This syscall would also be useful to Android, since it would satisfy the
requirement for providing atomically unlinked tmpfs fds that ashmem
provides (although upstreamed solutions to ashmem's other
functionalities are still needed).

My only comment is that I think memfd_* is sort of a new namespace.
Since this is providing shmem files, it seems it might be better named
something like shmfd_create() or my earlier suggestion of shmget_fd(). 
Otherwise, when talking about functionality like sealing, which is only
available on shmfs, we'll have to say "shmfs/tmpfs/memfd" or risk
confusing folks who might not initially grasp that its all the same
underneath.

thanks
-john
Konstantin Khlebnikov April 2, 2014, 1:38 p.m. UTC | #6
On Wed, Mar 19, 2014 at 11:06 PM, David Herrmann <dh.herrmann@gmail.com> wrote:
> memfd_create() is similar to mmap(MAP_ANON), but returns a file-descriptor
> that you can pass to mmap(). It explicitly allows sealing and
> avoids any connection to user-visible mount-points. Thus, it's not
> subject to quotas on mounted file-systems, but can be used like
> malloc()'ed memory, but with a file-descriptor to it.
>
> memfd_create() does not create a front-FD, but instead returns the raw
> shmem file, so calls like ftruncate() can be used. Also calls like fstat()
> will return proper information and mark the file as regular file. Sealing
> is explicitly supported on memfds.
>
> Compared to O_TMPFILE, it does not require a tmpfs mount-point and is not
> subject to quotas and alike.

Instead of adding new syscall we can extend existing openat() a little
bit more:

openat(AT_FDSHM, "name", O_TMPFILE | O_RDWR, 0666)
David Herrmann April 2, 2014, 2:18 p.m. UTC | #7
Hi

On Wed, Apr 2, 2014 at 3:38 PM, Konstantin Khlebnikov <koct9i@gmail.com> wrote:
> On Wed, Mar 19, 2014 at 11:06 PM, David Herrmann <dh.herrmann@gmail.com> wrote:
>> memfd_create() is similar to mmap(MAP_ANON), but returns a file-descriptor
>> that you can pass to mmap(). It explicitly allows sealing and
>> avoids any connection to user-visible mount-points. Thus, it's not
>> subject to quotas on mounted file-systems, but can be used like
>> malloc()'ed memory, but with a file-descriptor to it.
>>
>> memfd_create() does not create a front-FD, but instead returns the raw
>> shmem file, so calls like ftruncate() can be used. Also calls like fstat()
>> will return proper information and mark the file as regular file. Sealing
>> is explicitly supported on memfds.
>>
>> Compared to O_TMPFILE, it does not require a tmpfs mount-point and is not
>> subject to quotas and alike.
>
> Instead of adding new syscall we can extend existing openat() a little
> bit more:
>
> openat(AT_FDSHM, "name", O_TMPFILE | O_RDWR, 0666)

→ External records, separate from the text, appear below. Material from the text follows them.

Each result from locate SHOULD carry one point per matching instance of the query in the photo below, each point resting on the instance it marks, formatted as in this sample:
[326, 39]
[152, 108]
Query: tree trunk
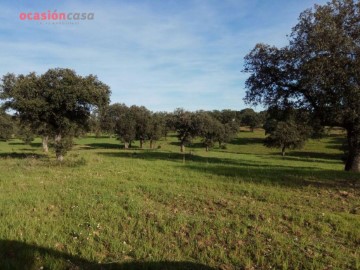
[182, 148]
[353, 159]
[45, 142]
[59, 155]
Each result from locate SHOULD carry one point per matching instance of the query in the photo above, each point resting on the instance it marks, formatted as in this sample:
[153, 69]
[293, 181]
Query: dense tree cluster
[319, 71]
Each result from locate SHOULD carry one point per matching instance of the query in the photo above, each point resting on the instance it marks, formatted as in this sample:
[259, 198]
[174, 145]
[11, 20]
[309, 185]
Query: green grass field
[243, 207]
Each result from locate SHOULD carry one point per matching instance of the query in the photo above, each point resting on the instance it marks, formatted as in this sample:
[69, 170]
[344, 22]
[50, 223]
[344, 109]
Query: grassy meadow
[243, 207]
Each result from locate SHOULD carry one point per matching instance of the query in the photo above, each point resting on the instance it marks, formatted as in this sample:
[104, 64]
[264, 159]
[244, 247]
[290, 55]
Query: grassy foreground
[244, 207]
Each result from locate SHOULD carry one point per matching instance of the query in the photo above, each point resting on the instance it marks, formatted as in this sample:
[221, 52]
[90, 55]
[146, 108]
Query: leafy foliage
[318, 71]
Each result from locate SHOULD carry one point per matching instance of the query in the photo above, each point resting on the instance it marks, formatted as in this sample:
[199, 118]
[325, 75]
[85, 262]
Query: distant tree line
[138, 123]
[60, 105]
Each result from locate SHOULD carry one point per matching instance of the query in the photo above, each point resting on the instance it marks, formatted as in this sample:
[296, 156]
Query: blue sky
[162, 54]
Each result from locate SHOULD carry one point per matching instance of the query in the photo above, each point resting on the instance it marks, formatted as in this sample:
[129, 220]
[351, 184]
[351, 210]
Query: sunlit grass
[240, 207]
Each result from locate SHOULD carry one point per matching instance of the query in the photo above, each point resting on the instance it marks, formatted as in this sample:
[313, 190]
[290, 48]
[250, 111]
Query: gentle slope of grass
[240, 207]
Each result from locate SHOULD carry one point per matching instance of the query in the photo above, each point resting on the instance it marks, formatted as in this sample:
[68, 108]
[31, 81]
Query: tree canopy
[57, 103]
[319, 70]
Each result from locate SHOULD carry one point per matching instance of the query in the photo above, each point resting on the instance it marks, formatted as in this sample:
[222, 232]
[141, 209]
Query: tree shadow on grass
[247, 141]
[253, 171]
[316, 155]
[105, 145]
[290, 177]
[19, 255]
[186, 157]
[15, 155]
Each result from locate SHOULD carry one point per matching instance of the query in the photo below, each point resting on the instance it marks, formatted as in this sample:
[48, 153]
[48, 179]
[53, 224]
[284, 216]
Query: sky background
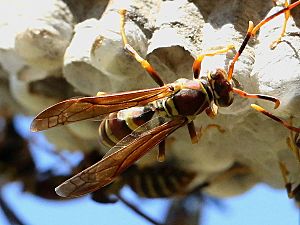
[261, 205]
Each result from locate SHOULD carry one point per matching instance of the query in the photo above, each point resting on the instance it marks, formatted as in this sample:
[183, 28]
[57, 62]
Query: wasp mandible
[151, 114]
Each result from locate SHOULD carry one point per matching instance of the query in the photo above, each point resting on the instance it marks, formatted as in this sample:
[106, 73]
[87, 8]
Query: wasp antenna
[241, 49]
[284, 123]
[244, 94]
[161, 156]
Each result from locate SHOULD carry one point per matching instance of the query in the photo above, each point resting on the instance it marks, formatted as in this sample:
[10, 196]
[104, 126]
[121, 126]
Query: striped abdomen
[159, 181]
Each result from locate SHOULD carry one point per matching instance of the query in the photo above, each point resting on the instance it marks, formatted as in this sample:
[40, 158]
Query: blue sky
[261, 205]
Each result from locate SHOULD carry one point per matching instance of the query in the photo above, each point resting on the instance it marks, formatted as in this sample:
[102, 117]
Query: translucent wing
[77, 109]
[125, 153]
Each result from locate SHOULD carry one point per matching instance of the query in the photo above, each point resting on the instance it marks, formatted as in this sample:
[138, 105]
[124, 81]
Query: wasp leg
[252, 31]
[286, 17]
[144, 63]
[199, 59]
[192, 132]
[161, 151]
[212, 111]
[201, 130]
[293, 142]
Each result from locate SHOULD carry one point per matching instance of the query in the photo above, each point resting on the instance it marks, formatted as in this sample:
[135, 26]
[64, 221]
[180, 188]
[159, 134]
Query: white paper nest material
[48, 56]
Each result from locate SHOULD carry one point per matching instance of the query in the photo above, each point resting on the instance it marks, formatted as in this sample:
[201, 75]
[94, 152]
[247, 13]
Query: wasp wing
[124, 154]
[77, 109]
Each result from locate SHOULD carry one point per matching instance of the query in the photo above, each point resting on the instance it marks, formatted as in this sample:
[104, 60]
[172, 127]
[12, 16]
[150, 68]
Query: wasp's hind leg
[286, 17]
[199, 59]
[144, 63]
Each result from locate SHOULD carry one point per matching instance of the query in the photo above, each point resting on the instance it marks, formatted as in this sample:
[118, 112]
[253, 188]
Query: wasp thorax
[221, 87]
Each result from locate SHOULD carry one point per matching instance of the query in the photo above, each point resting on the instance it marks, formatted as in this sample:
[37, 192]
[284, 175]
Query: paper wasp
[152, 114]
[293, 142]
[293, 192]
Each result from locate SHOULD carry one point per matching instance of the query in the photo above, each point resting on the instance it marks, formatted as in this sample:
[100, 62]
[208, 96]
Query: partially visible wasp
[292, 191]
[293, 142]
[152, 114]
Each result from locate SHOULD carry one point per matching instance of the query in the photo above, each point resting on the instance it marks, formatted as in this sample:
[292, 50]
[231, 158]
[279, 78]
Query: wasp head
[221, 88]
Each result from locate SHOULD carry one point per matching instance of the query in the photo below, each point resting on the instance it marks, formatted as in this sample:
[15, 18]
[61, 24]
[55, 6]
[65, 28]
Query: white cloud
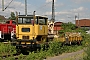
[49, 1]
[80, 9]
[80, 1]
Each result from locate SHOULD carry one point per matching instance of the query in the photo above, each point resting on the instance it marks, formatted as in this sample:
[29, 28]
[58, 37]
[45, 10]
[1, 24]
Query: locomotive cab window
[42, 21]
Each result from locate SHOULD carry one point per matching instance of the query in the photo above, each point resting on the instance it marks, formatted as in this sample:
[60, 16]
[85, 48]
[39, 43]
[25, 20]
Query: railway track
[14, 56]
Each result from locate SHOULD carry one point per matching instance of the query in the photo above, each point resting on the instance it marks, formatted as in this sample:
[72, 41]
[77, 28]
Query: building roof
[2, 17]
[58, 23]
[83, 22]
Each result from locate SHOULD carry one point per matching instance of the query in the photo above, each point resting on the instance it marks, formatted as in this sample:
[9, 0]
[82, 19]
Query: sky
[65, 10]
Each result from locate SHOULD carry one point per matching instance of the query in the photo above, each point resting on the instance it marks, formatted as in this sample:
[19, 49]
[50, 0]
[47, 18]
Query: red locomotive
[7, 30]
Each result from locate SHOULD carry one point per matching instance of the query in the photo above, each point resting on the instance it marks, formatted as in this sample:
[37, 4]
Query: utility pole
[53, 11]
[26, 7]
[2, 5]
[78, 19]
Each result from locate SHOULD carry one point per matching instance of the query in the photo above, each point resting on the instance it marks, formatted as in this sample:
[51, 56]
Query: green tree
[12, 16]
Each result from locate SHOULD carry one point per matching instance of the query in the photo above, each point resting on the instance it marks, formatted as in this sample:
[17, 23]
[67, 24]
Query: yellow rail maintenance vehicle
[31, 31]
[71, 37]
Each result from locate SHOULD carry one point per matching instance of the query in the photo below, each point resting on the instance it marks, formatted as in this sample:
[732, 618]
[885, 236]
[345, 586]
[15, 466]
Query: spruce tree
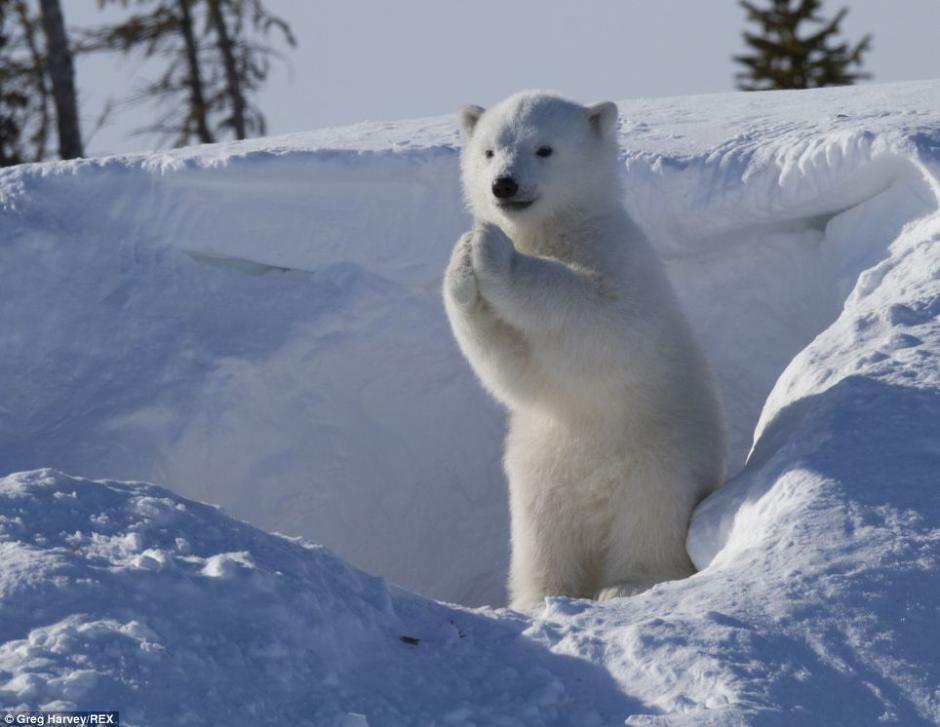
[215, 55]
[61, 71]
[27, 112]
[783, 57]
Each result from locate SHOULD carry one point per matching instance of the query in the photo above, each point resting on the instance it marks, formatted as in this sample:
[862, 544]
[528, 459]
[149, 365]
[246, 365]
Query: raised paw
[493, 252]
[460, 281]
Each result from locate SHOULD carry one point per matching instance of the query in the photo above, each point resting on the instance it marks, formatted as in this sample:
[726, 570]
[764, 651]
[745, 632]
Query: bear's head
[536, 155]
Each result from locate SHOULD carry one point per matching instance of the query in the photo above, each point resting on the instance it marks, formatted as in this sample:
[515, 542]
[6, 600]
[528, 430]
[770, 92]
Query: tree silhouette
[215, 56]
[61, 72]
[27, 113]
[783, 58]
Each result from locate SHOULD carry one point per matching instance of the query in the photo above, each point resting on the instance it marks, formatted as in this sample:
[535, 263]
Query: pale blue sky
[371, 60]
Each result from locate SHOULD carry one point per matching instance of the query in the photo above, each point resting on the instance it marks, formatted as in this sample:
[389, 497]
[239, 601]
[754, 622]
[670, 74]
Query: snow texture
[258, 325]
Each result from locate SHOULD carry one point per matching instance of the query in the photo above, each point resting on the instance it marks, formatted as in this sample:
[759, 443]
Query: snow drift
[258, 325]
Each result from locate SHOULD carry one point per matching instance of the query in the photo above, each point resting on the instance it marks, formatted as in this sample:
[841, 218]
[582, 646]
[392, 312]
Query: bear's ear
[469, 115]
[603, 117]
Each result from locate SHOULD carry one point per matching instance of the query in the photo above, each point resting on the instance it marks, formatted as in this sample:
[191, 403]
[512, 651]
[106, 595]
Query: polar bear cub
[564, 311]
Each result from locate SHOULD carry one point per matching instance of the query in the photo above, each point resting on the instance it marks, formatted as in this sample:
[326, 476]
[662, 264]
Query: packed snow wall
[258, 325]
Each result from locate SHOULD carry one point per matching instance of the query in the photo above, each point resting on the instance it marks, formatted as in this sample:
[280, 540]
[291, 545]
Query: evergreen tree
[61, 72]
[215, 55]
[783, 58]
[26, 108]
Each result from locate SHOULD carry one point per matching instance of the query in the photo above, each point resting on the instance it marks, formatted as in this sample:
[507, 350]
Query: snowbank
[258, 325]
[127, 595]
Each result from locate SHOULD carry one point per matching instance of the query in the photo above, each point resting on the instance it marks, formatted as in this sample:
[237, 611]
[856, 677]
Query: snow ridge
[259, 325]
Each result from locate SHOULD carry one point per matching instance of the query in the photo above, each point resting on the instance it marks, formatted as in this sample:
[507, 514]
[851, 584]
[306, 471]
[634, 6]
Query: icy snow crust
[258, 325]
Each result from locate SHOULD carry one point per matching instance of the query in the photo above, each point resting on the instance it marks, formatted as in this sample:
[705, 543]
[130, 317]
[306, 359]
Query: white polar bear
[564, 311]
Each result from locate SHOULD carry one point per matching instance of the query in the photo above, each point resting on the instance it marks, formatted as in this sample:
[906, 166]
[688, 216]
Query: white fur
[565, 313]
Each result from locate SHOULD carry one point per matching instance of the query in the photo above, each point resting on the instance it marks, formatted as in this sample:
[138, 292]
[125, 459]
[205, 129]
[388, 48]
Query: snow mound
[127, 595]
[259, 325]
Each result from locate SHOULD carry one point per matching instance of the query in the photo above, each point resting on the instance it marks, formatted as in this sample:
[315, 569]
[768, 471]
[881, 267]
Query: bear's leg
[549, 555]
[646, 542]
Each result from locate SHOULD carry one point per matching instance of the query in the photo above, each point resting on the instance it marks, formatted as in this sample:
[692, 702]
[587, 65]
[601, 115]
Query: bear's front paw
[460, 282]
[493, 253]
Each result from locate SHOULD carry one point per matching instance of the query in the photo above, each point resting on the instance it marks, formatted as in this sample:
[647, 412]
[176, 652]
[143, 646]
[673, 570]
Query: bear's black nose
[505, 187]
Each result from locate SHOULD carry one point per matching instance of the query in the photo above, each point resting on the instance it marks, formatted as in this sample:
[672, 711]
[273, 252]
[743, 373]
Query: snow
[258, 325]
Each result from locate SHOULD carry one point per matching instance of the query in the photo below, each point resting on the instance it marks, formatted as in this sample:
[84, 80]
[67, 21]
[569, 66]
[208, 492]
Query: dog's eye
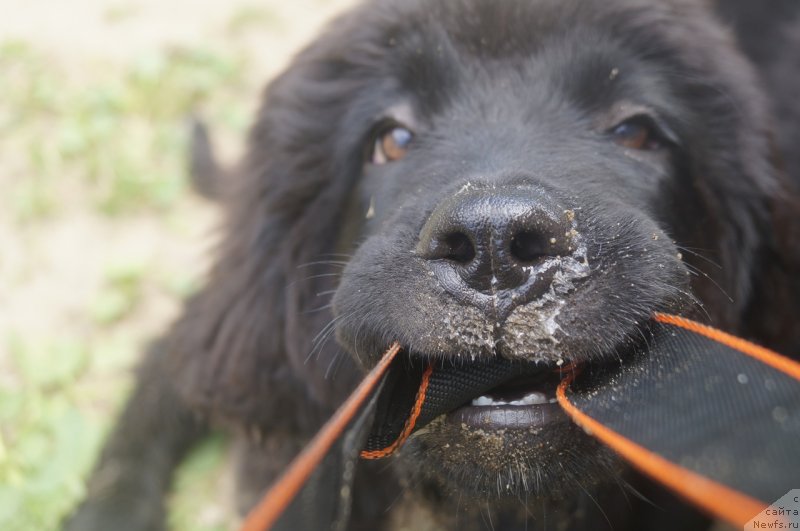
[391, 144]
[640, 132]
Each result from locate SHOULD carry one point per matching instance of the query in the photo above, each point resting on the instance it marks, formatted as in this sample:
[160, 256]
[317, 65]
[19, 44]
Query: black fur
[503, 95]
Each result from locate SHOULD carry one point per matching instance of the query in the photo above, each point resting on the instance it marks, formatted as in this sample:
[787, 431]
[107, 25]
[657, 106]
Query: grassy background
[101, 236]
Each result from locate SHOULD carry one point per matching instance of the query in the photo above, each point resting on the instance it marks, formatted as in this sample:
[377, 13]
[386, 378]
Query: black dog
[528, 179]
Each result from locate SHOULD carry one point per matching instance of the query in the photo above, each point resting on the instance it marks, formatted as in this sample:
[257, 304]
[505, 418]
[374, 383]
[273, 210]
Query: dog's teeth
[486, 401]
[531, 399]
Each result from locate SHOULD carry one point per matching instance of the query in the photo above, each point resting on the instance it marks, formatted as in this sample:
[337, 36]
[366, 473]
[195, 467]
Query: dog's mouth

O_TMPFILE requires an existing directory as "name". So you have to use:
  open("/run/", O_TMPFILE | O_RDWR, 0666)
instead of
  open("/run/new_file", O_TMPFILE | O_RDWR, 0666)

We _really_ want to set a name for the inode, though. Otherwise,
debug-info via /proc/pid/fd/ is useless.

Furthermore, Linus requested to allow sealing only on files that
_explicitly_ allow sealing. So v2 of this series will have
MFD_ALLOW_SEALING as memfd_create() flag. I don't think we can do this
with linkat() (or is that meant to be implicit for the new AT_FDSHM?).
Last but not least, you now need a separate syscall to set the
file-size.

I could live with most of these issues, except for the name-thing. Ideas?

Thanks
David
Konstantin Khlebnikov April 2, 2014, 2:52 p.m. UTC | #8
On Wed, Apr 2, 2014 at 6:18 PM, David Herrmann <dh.herrmann@gmail.com> wrote:
> Hi
>
> On Wed, Apr 2, 2014 at 3:38 PM, Konstantin Khlebnikov <koct9i@gmail.com> wrote:
>> On Wed, Mar 19, 2014 at 11:06 PM, David Herrmann <dh.herrmann@gmail.com> wrote:
>>> memfd_create() is similar to mmap(MAP_ANON), but returns a file-descriptor
>>> that you can pass to mmap(). It explicitly allows sealing and
>>> avoids any connection to user-visible mount-points. Thus, it's not
>>> subject to quotas on mounted file-systems, but can be used like
>>> malloc()'ed memory, but with a file-descriptor to it.
>>>
>>> memfd_create() does not create a front-FD, but instead returns the raw
>>> shmem file, so calls like ftruncate() can be used. Also calls like fstat()
>>> will return proper information and mark the file as regular file. Sealing
>>> is explicitly supported on memfds.
>>>
>>> Compared to O_TMPFILE, it does not require a tmpfs mount-point and is not
>>> subject to quotas and alike.
>>
>> Instead of adding new syscall we can extend existing openat() a little
>> bit more:
>>
>> openat(AT_FDSHM, "name", O_TMPFILE | O_RDWR, 0666)
>
> O_TMPFILE requires an existing directory as "name". So you have to use:
>   open("/run/", O_TMPFILE | O_RDWR, 0666)
> instead of
>   open("/run/new_file", O_TMPFILE | O_RDWR, 0666)
>
> We _really_ want to set a name for the inode, though. Otherwise,
> debug-info via /proc/pid/fd/ is useless.
>
> Furthermore, Linus requested to allow sealing only on files that
> _explicitly_ allow sealing. So v2 of this series will have
> MFD_ALLOW_SEALING as memfd_create() flag. I don't think we can do this
> with linkat() (or is that meant to be implicit for the new AT_FDSHM?).
> Last but not least, you now need a separate syscall to set the
> file-size.
>
> I could live with most of these issues, except for the name-thing. Ideas?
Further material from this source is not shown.